After drilling each of the sections of a subterranean wellbore, individual lengths of relatively large diameter metal tubulars are typically secured together to form a casing string that is positioned within each section of the wellbore. This casing string is used to increase the integrity of the wellbore by preventing the wall of the hole from caving in. In addition, the casing string prevents movement of fluids from one formation to another formation. Conventionally, each section of the casing string is cemented within the wellbore before the next section of the wellbore is drilled. Accordingly, each subsequent section of the wellbore must have a diameter that is less than the previous section.
For example, a first section of the wellbore may receive a conductor casing string having a 20-inch diameter. The next several sections of the wellbore may receive intermediate casing strings having 16-inch, 13⅜-inch and 9⅝-inch diameters, respectively. The final sections of the wellbore may receive production casing strings having 7-inch and 4½-inch diameters, respectively. Each of the casing strings may be hung from a casing head near the surface. Alternatively, some of the casing strings may be in the form of liner strings that extend from near the setting depth of previous section of casing. In this case, the liner string will be suspended from the previous section of casing on a liner hanger.
Once this well construction process is finished, the completion process may begin. The completion process comprises numerous steps including creating hydraulic openings or perforations through the production casing string, the cement and a short distance into the desired formation or formations so that production fluids may enter the interior of the wellbore. In addition, the completion process may involve formation stimulation to enhance production, gravel packing to prevent sand production and the like. The completion process also includes installing a production tubing string within the well that extends from the surface to the production interval or intervals. Unlike the casing strings that form a part of the wellbore itself, the production tubing string is used to produce the well by providing the conduit for formation fluids to travel from the formation depth to the surface.
Typically, a production packer is run into the well on the production tubing string.

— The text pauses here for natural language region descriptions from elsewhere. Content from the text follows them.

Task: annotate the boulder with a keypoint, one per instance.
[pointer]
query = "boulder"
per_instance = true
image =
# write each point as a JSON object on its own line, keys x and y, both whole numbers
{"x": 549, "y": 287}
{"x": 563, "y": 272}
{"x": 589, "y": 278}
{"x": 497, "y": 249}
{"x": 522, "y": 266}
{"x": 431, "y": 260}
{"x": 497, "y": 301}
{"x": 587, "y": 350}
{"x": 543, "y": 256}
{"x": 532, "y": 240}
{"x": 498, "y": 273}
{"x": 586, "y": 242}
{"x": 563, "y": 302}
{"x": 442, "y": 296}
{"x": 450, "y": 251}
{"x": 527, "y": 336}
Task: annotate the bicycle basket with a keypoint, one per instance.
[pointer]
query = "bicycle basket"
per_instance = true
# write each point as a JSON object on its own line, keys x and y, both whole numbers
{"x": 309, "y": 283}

The purpose of the packer is to support production tubing and other completion equipment, such as a screen adjacent to a producing formation, and to seal the annulus between the outside of the production tubing and the inside of the well casing to block movement of fluids through the annulus past the packer location. Conventionally, the packer is provided with anchor slips having opposed camming surfaces which cooperate with complementary opposed wedging surfaces, whereby the anchor slips are radially extendible into gripping engagement against the interior of the well casing in response to relative axial movement of the wedging surfaces.
The packer also carries annular seal elements which are expandable radially into sealing engagement against the interior of the well casing in response to axial compression forces. The longitudinal movement of the packer components required to set the anchor slips and the sealing elements may be produced either hydraulically or mechanically.
After the packer has been set and sealed against the well casing, this sealing engagement will typically remain even upon removal of the hydraulic or mechanical setting force. In fact, it is essential that the packer remain locked in its set and sealed configuration such that it can withstand hydraulic pressures applied externally or internally from the formation and/or manipulation of the production tubing string and service tools without unsetting or interrupting the seal.
It has been found, however, that to provide the required sealing and gripping capabilities, conventional packers have become quite complex. In addition, it has been found that due to the complexity of conventional packers, the cost of conventional packers is quite high. Further, it has been found that even with the complexity of conventional packers, some conventional packers fail to provide the necessary sealing and/or gripping capability after installation.
A need has therefore arisen for a system and method for creating a fluid seal between production tubing and well casing that does not require a complex conventional packer. A need has also arisen for such a system and method that are capable of reducing the cost typically associated with manufacturing a conventional packer. Further, a need has arisen for such a system and method that provide for improved sealing and gripping capabilities upon installation.